The other is the drug tamoxifen, which is more commonly used to treat breast cancer. This has a 70% success rate. It's not suitable for all patients - past DVT or cardiac issues would likely rule it out. For patients on bicalutamide, it's sometimes prescribed with the bicalutamide. For patients on other HT drugs, I get the impression its prescribed only if you ask, and often only when symptoms start.
I asked when I started on bicalutamide and I was refused both the radiotherapy blast and tamoxifen. This didn't leave me feeling good about it, and was when I started investigating getting the RT blast privately, but before I found they wouldn't do it until symptoms started, and it only had a 50% success rate, and I think it was about £5k.
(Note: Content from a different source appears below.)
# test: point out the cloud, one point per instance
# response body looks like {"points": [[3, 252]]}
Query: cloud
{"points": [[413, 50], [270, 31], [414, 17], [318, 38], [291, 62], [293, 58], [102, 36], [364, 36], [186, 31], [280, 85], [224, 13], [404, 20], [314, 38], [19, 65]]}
After 11 weeks on bicalutamide, the breast pain started (not particularly painful, and by itself, ignoreable), but the following week, I could feel breast bud development. I contacted my Macmillan nurse, and they got me a tamoxifen prescription the same day. It came via several people from an oncologist I never met with some strange instructions - the dose was 20mg daily, but with a note to say try it twice a week to start with. I didn't want to ask too many questions in case they changed their minds, but I interpreted this as adjust dose to symptoms, up to a max of 20mg/day.
I started with the 20mg twice a week, but it didn't seem to be helping, and both breast buds were growing quite rapidly (not noticeable to anyone else yet, but felt like marbles under my nipples). Anyway, I eventually had bumped the dose up to maximum within a month, and by then the breast buds stopped increasing in size. I was quite happy they didn't show, but even more pleased that over the following months they shrunk and vanished.
If you are on tamoxifen, you should get a full blood count and liver function test after about 3 months to make sure your liver is happy with tamoxifen. Mine wasn't, so I started reducing the dose to see what the minimum I could get away with was. Eventually I had reduced it to nothing and I haven't taken any for 2 months now, and breast growth hasn't come back. It probably will, but I'll dose the tamoxifen accordingly when it does. On the other hand, I have switched to Zoladex now, and incidence of breast growth on Zoladex is less than that on bicalutamide, so it might be that I don't get it happening again.
I also read up a lot about tamoxifen. It can reverse recent breast growth - the more recent the growth, the more effective it is. Growth that's been there a year or more cannot be reversed. I am doubtful the normal dosing advice is correct for sudden onset treatment, but probably is correct as a prophylatic dose given when starting bicalutamide (see https://community.prostatecanceruk.org/posts/t17616-Breast-growth-with-bicalutamide-and-tamoxifen#post215572 for the gory details). Also, in response to growing increasing glandular material, your body will also start growing fibrous tissue to support that, and tamoxifen will not reverse the fibrous tissue formation. Mine didn't get anywhere near that far.
If you are carrying a lot of body fat, some of that might migrate to breasts, and I don't believe either the single blast radiotherapy or tamoxifen will prevent fat growth.